So this is a fun one... While I was doing the aio polled work, I noticed
that the submitting process spent a substantial amount of time copying
data to/from userspace. For aio, that's iocb and io_event, which are 64
and 32 bytes respectively. Looking closer at this, and it seems that
ERMS rep movsb is SLOWER for smaller copies, due to a higher startup
cost.
I came up with this hack to test it out, and low and behold, we now cut
the time spent in copying in half. 50% less.
Since these kinds of patches tend to lend themselves to bike shedding, I
also ran a string of kernel compilations out of RAM. Results are as
follows:
Patched : 62.86s avg, stddev 0.65s
Stock : 63.73s avg, stddev 0.67s
which would also seem to indicate that we're faster punting smaller
(< 128 byte) copies.
CPU: Intel(R) Xeon(R) CPU E5-2650 v4 @ 2.20GHz
Interestingly, text size is smaller with the patch as well?!

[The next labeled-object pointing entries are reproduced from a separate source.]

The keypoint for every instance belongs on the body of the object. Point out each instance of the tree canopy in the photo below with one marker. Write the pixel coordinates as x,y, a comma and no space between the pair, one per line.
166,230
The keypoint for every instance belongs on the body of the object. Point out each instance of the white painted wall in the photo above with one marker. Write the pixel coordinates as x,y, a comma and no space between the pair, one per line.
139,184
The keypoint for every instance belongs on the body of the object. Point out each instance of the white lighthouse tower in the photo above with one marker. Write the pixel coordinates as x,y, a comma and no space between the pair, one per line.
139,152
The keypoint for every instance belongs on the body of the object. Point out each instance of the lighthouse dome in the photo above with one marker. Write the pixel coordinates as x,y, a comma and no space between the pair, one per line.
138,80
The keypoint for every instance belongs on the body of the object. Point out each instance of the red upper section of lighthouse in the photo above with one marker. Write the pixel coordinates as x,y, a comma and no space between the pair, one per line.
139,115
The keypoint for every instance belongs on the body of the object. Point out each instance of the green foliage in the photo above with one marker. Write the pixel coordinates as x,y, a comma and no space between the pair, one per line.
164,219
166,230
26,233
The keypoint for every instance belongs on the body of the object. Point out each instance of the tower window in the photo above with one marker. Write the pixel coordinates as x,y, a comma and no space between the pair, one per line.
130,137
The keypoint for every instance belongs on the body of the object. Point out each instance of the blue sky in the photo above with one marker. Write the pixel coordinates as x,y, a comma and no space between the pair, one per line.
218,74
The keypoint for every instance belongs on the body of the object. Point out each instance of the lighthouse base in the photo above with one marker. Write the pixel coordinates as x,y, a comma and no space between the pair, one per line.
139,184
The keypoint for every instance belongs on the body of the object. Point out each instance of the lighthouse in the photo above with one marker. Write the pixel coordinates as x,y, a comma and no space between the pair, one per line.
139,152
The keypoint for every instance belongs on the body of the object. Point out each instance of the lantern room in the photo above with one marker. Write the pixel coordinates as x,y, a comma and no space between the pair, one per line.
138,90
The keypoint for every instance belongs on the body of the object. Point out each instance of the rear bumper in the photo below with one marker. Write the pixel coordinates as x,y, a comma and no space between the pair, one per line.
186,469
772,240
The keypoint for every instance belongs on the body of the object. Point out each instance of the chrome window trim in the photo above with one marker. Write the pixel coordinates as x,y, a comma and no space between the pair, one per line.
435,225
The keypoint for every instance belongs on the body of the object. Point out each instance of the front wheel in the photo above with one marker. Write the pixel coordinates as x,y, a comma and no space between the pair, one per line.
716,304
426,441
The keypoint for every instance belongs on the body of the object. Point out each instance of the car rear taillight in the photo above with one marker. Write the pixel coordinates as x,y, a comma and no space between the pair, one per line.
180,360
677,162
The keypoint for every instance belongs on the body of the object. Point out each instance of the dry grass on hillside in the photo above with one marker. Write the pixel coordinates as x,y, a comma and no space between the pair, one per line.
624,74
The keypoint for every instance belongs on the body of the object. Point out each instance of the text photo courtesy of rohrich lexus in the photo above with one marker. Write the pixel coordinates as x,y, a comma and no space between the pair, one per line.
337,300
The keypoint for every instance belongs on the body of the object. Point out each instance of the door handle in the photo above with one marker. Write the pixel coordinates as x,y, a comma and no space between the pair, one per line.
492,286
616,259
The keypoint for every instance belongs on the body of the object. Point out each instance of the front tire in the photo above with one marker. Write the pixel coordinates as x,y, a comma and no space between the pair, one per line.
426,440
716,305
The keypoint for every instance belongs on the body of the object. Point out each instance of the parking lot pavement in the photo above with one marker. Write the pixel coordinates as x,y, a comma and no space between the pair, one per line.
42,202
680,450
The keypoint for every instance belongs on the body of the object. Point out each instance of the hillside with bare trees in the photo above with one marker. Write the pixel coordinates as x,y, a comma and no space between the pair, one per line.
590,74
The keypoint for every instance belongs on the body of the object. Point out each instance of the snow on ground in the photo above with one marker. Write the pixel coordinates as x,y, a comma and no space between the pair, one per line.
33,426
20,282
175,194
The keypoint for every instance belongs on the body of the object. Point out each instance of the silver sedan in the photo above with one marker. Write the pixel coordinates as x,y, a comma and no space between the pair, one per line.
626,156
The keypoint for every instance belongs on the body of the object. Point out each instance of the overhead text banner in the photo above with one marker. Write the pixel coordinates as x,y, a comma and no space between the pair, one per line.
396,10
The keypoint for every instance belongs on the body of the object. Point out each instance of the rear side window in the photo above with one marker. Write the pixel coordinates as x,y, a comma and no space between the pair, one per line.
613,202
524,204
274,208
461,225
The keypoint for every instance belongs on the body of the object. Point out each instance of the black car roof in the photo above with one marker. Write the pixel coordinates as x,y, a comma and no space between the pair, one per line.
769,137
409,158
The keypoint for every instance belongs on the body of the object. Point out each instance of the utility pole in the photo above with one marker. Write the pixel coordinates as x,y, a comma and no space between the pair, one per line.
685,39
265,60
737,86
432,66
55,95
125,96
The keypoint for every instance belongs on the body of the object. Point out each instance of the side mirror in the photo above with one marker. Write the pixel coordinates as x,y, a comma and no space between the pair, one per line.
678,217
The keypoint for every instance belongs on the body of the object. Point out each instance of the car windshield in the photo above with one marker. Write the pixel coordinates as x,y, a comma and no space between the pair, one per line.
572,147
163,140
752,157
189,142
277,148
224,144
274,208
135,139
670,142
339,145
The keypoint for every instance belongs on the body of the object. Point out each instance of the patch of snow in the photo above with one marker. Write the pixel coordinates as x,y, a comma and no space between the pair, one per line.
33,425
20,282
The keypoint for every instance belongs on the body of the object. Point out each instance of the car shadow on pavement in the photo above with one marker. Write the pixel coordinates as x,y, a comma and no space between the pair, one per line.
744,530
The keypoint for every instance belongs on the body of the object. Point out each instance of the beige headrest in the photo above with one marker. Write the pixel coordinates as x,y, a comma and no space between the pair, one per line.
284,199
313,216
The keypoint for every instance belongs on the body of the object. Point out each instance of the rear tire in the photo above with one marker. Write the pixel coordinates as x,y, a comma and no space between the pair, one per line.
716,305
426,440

I'm sure there are smarter ways to do this, but results look fairly
conclusive. FWIW, the behaviorial change was introduced by:
commit 954e482bde20b0e208fd4d34ef26e10afd194600
Author: Fenghua Yu <fenghua...@intel.com>
Date: Thu May 24 18:19:45 2012 -0700
x86/copy_user_generic: Optimize copy_user_generic with CPU erms feature
which contains nothing in terms of benchmarking or results, just claims
that the new hotness is better.
Signed-off-by: Jens Axboe <ax...@kernel.dk>
---
diff --git a/arch/x86/include/asm/uaccess_64.h
b/arch/x86/include/asm/uaccess_64.h
index a9d637bc301d..7dbb78827e64 100644
--- a/arch/x86/include/asm/uaccess_64.h
+++ b/arch/x86/include/asm/uaccess_64.h
@@ -29,16 +29,27 @@ copy_user_generic(void *to, const void *from, unsigned len)
{
unsigned ret;
+ /*
+ * For smaller copies, don't use ERMS as it's slower.
+ */
+ if (len < 128) {
+ alternative_call(copy_user_generic_unrolled,
+ copy_user_generic_string, X86_FEATURE_REP_GOOD,
+ ASM_OUTPUT2("=a" (ret), "=D" (to), "=S" (from),
+ "=d" (len)),
+ "1" (to), "2" (from), "3" (len)
+ : "memory", "rcx", "r8", "r9", "r10", "r11");
+ return ret;
+ }
+
/*
* If CPU has ERMS feature, use copy_user_enhanced_fast_string.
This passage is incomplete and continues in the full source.